小野 アーティストでもあり教育者でもある末永さんが、大人が子どものように興味のタネを見つけていくことの大切さ、また、探究の根を広げていくことの重要性に着目したきっかけは、なんだったのでしょうか?

末永 アーティストたちは、決して何か具体的な課題を解決しようとか斬新なものを生み出そうとかいった思いで制作活動を始めるわけでありません。それまでのアートの潮流とは違う「ものの見方」をし、新しい価値ある作品を生み出せたのは、アーティスト自身がもっていた「興味のタネ」から出発したからです。だからこそ、教育の場でも仕事の場でも生活の場でも、自分の関心や抱いている疑問こそが重要なんじゃないかとずっと考えていました。

 また、私自身が美術教師として体験したこともきっかけの1つですね。美術教師として中学校に勤務していた当初は、今のアート思考の授業とは正反対の授業をやっていました。

 私自身が絵を描いたりものをつくったりすることが大好きなので、作品中心、つまり「花」をつくること中心に授業をしていました。それが変わったきっかけは、あるアートワークショップです。そこで気づいたことが、1つの転機になっています。

価値ある仕事は「上位目標」から生まれる

 私が初めて学校外で行ったワークショップ「光のファッションショー」は、ブラックライトで光る素材を使って服をつくるというものでした。

 企画者だった私は、参加している子どもたちみんなが時間内で服を完成させられるように動きまわっていました。「学校ではできないことをやるぞ!」と意気込んでいて、最後に完成した服を着てファッションショーをやりたいと思っていたんですね。

 このとき印象的だったのが、ちょっと見づらいんですが、写真の奥の真ん中あたりで座っている女性スタッフです。参加している1人の女の子の隣に座って、その子だけを見ていました。何かアドバイスをするわけでもなく、ただずっと横に座っていたんです。

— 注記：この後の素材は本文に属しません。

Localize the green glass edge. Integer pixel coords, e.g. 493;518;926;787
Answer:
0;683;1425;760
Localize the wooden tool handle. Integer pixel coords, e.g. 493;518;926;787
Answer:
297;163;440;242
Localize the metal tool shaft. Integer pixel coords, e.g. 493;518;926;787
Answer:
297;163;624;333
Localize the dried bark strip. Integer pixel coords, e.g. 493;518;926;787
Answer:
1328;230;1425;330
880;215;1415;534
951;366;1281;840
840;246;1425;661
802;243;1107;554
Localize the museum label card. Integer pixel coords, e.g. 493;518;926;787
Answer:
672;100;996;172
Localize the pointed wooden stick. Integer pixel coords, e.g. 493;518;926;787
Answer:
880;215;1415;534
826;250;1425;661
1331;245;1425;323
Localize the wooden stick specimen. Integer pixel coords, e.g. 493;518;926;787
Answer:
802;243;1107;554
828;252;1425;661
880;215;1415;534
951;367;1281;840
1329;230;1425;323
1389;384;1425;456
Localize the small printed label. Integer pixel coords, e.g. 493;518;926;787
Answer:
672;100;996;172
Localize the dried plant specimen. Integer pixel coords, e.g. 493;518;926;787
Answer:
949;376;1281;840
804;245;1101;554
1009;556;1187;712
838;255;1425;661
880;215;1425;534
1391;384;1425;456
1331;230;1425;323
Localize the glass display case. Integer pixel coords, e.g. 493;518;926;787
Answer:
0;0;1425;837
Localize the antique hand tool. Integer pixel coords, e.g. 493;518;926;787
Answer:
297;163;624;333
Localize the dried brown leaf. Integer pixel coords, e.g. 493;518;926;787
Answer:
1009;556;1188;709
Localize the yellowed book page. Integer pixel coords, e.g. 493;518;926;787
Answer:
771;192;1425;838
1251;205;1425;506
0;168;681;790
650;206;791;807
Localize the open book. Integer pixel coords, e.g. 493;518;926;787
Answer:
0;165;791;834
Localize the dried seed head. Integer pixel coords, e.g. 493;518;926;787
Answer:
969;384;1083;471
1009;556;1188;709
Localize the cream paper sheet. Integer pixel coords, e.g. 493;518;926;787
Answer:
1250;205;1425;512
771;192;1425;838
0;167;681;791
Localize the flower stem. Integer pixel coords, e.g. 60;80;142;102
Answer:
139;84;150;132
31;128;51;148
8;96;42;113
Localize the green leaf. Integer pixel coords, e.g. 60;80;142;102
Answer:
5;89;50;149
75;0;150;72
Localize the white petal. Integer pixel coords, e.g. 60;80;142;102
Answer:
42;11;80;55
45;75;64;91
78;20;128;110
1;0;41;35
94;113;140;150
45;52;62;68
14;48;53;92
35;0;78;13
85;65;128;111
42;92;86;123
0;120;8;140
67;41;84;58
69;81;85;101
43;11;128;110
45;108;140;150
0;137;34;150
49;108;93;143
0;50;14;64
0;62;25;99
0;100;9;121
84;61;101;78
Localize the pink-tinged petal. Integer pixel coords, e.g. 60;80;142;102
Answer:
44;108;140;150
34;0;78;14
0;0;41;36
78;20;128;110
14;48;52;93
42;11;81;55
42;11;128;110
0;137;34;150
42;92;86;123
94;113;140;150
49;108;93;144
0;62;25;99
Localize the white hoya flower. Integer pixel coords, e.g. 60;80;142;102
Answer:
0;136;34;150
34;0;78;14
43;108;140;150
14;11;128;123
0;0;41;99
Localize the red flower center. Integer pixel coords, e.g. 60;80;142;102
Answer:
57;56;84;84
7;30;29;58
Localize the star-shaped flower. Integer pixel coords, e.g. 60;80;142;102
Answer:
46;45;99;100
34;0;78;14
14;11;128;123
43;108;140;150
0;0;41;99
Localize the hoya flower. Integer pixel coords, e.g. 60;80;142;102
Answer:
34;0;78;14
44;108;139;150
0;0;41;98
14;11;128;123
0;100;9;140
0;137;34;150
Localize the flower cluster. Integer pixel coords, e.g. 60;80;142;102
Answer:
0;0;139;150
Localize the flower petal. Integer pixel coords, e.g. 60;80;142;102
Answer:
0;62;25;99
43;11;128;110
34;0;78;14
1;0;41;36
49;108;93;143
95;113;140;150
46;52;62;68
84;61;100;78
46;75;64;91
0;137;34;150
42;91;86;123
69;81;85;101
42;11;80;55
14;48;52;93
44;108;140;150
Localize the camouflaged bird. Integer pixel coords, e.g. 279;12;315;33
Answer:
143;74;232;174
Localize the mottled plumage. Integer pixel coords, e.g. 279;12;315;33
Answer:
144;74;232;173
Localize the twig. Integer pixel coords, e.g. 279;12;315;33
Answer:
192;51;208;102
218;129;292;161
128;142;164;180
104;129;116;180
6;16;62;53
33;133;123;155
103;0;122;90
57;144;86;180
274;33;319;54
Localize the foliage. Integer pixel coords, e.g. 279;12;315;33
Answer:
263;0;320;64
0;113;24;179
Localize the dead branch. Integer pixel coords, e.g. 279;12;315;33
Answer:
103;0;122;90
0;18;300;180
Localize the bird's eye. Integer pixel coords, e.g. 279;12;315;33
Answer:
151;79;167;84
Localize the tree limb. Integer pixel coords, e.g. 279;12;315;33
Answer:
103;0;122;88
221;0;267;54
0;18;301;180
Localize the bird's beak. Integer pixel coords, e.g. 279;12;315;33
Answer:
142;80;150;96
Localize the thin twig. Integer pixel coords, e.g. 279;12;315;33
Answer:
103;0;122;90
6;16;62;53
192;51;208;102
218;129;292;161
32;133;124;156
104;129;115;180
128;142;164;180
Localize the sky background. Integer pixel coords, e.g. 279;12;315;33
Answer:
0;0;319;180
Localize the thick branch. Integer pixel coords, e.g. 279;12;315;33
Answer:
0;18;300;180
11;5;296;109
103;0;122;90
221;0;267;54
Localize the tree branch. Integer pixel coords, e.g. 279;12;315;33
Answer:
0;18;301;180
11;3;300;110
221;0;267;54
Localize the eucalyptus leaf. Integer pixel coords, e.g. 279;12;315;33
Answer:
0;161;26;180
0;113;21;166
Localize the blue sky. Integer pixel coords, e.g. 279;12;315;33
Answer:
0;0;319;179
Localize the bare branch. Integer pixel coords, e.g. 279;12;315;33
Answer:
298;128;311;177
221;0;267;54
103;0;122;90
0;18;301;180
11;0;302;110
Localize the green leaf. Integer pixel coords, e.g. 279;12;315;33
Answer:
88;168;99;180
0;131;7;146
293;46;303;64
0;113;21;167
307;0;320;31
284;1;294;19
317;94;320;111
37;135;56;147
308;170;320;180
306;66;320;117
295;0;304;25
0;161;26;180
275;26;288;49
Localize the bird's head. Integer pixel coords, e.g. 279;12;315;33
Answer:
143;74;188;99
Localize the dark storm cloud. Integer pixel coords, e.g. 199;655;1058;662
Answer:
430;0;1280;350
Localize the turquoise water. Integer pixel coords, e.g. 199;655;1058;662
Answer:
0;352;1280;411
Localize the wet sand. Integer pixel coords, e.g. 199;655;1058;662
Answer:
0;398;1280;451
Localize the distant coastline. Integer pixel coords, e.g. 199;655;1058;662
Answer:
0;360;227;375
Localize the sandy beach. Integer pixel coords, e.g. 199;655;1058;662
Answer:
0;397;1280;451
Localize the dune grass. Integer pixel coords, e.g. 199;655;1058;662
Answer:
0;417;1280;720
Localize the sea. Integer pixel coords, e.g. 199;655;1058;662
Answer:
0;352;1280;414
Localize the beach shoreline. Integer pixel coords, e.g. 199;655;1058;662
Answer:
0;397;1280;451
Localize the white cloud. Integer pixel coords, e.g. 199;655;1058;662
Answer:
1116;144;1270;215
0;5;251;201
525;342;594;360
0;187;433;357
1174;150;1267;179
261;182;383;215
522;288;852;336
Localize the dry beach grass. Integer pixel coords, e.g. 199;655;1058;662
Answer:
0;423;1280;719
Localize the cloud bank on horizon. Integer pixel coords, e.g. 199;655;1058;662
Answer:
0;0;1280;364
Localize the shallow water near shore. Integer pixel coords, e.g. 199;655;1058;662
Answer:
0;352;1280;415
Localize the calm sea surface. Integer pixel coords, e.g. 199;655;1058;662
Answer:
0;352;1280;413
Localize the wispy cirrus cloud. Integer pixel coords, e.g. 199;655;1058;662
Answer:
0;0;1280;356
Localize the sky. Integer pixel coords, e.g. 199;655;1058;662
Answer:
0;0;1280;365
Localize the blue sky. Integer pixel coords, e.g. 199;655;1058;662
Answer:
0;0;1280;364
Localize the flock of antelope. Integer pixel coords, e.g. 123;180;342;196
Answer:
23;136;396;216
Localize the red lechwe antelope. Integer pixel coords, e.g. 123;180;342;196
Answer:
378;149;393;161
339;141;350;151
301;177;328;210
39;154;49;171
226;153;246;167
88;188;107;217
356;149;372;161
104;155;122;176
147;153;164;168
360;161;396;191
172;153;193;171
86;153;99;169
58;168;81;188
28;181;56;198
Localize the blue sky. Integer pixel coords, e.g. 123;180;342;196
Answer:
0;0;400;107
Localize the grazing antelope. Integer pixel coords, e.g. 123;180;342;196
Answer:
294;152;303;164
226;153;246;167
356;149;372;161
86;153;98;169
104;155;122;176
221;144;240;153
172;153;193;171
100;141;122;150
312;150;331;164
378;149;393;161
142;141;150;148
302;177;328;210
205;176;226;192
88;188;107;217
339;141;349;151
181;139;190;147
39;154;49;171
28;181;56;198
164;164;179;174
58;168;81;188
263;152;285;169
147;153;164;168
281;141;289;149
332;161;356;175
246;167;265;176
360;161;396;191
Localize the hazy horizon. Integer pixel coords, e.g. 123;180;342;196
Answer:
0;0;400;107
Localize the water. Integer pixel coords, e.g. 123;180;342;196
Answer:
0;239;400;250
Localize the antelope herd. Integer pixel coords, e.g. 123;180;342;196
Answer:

 その女の子の作業はほとんど進まず、時間内には結局終わらなかったので、「このスタッフは何をしようとしていたのだろう?」という疑問を感じました。当時の私の教育観からすると、強い違和感を覚えたんです。

 そのときの光景がひっかかりとなっていろいろ考えていくうちに、私が教育に対して「無自覚の前提」みたいなものを抱いていたことがわかってきました。「学校外のワークショップなのに、みんな同じ時間内に進める必要があったのか?」「そもそも作品を完成させることが目的でよかったんだろうか?」「それは私がちゃんと考えて決めた目的だったのか?」「『美術とはこうあるべき』という固定観念でゴールを設定してしまっていたのではないか?」など、美術や教育に対して疑問がたくさん湧いてきました。

 それ以来、「この授業で実現したい『本当に大事なこと』は何か?」という上位目標を1つひとつ考えて授業を行うようになりました。学校外のワークショップがきっかけで考えたことが、学校内で美術教師としての活動にも生きていったのです。